Deep in the heart of west Texas located at Elite Physical Therapy in Abilene is where Postural Respiration was taught this past weekend to a diverse group of students from different disciplines and even different countries from halfway around the world. Having a diverse group of students from physical therapy, chiropractic, strength and conditioning, and massage therapy always makes for lively sharing of perspectives.

I had the pleasure and opportunity to have two PRI faculty members, Kasey Ratliff, DPT and Craig Depperschmidt, DPT, assist with teaching, demonstration and lab for testing, non-manual techniques, and manual technique applications. Their presence added so much value for a nurturing learning environment especially to those new to not only Postural Respiration but to PRI as well.

Craig is in the process of learning how to teach Postural Respiration. He did a perfect job describing Anterior Interior Chain (AIC) testing followed up by non-manual techniques to establish re-positioning and neutrality on day one as a foundation to address the brachial chain (BC) on day two. His description and choice of techniques helped one of the students he was demonstrating with find and feel left hamstring and left abdominal wall reference centers. This demonstration provided objective changes that all of the students could observe and begin to understand how to shift laterally from one side of the body to the other to balance the natural asymmetries of the human body. From this foundation the journey into the brachial chain had a firm start for understanding delivery of air pressure sense into the thorax as it provides movement and center of mass variability throughout the entire axial skeleton. Craig will be awesome teaching this course.

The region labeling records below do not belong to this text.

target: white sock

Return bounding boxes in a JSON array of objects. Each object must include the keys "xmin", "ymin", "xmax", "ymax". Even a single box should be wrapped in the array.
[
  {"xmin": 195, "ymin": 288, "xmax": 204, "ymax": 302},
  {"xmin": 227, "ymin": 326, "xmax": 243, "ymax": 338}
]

Superior T-4 is always challenging for anyone new to Postural Respiration. On day one describing dynamic respiratory considerations with patterned respiration as it relates to accessory muscle of respiration overuse resulting in thoraco-abdominal pathomechanical breathing is an entirely new concept. Slowly over two days Superior T-4 was weaved into the conversation and repeated several times so that by the afternoon on day two the class was well versed on what it is, how to diagnose and how to treat with manual techniques and a home PRI non-manual program starting with Left Serratus and Left Lower Trap then progressing to Right Triceps and Lower Trap.

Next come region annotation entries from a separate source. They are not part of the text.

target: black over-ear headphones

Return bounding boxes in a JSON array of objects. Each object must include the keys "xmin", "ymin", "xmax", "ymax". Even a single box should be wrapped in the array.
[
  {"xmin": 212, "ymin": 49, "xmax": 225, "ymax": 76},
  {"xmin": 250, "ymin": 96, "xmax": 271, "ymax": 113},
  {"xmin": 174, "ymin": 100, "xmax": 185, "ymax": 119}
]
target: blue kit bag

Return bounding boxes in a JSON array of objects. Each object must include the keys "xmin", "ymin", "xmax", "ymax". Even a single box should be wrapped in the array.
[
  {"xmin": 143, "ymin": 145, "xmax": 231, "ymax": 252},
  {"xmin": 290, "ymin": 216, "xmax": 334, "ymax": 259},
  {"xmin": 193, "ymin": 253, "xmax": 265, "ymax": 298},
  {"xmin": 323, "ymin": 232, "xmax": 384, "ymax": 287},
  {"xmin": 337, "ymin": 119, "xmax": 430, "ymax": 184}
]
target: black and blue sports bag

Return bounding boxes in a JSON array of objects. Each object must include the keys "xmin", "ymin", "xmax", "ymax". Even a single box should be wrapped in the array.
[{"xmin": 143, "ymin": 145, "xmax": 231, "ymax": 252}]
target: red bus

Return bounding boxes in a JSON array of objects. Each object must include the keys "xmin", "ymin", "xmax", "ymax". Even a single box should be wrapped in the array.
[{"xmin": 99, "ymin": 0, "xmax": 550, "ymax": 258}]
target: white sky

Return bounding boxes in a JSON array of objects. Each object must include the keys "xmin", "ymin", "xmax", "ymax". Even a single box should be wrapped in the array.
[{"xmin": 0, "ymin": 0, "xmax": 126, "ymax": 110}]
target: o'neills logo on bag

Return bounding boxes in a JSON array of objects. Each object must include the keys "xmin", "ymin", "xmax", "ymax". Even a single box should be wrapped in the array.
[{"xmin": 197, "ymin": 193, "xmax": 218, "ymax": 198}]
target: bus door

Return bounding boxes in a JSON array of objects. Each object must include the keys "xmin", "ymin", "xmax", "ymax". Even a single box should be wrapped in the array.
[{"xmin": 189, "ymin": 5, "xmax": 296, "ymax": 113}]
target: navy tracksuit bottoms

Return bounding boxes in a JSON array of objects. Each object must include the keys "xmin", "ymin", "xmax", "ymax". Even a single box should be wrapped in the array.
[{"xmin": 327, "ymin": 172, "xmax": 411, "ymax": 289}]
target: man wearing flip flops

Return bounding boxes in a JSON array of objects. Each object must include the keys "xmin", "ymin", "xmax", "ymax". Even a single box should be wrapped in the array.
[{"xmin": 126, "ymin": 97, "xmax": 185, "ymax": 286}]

A significant focus was placed on how to apply a PRI program for our patients. Part of the art of PRI is not only knowing what technique to choose, how to describe and “coach” it for our patients or clients, and then how to progress as described on page 4 in the appendix regarding the Overview of Right Brachial Chain Position Progression and Treatment Guidelines. This takes time and practice to continually master PRI principles and every journey into knowledge starts with basic steps.

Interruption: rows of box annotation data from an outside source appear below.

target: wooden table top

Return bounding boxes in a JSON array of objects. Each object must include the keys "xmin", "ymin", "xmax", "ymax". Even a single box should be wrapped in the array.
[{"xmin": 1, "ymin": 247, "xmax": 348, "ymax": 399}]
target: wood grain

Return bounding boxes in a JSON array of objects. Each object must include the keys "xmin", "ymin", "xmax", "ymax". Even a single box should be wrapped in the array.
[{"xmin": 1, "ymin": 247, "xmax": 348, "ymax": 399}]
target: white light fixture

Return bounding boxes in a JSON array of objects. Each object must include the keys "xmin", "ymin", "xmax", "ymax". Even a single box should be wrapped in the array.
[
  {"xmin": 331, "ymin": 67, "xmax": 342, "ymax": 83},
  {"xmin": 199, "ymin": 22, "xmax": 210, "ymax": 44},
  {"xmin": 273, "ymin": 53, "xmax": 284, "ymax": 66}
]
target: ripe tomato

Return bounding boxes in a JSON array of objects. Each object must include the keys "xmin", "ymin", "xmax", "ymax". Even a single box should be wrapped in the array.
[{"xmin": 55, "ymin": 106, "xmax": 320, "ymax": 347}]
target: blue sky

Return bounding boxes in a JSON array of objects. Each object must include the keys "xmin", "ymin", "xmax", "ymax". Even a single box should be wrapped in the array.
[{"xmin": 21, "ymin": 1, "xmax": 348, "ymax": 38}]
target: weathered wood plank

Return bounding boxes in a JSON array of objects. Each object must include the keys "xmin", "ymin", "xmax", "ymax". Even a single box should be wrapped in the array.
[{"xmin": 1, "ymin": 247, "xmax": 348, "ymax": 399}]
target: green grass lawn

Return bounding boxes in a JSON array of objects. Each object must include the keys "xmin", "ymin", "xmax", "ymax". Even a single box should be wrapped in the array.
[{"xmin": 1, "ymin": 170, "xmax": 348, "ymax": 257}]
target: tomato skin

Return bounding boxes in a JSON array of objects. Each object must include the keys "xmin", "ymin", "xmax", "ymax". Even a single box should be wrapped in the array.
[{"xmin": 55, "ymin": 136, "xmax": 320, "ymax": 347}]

I wanted to thank Kasey Ratliff for assisting in not only reading out technique directions during lab but answering questions for students throughout the weekend. She also assisted me in any technical difficulties through the weekend with my PowerPoint “clicker” and her helpful insights for the use of that piece of equipment was vital to ensure a nurturing educational environment!

Thank you for Gad’s group that made the long journey from Taiwan to attend this course. And most especially, thank you so much to physical therapists Kerry and Brian at Elite Physical Therapy for hosting another PRI course. Your support is greatly appreciated! To all, keep stepping into PRI!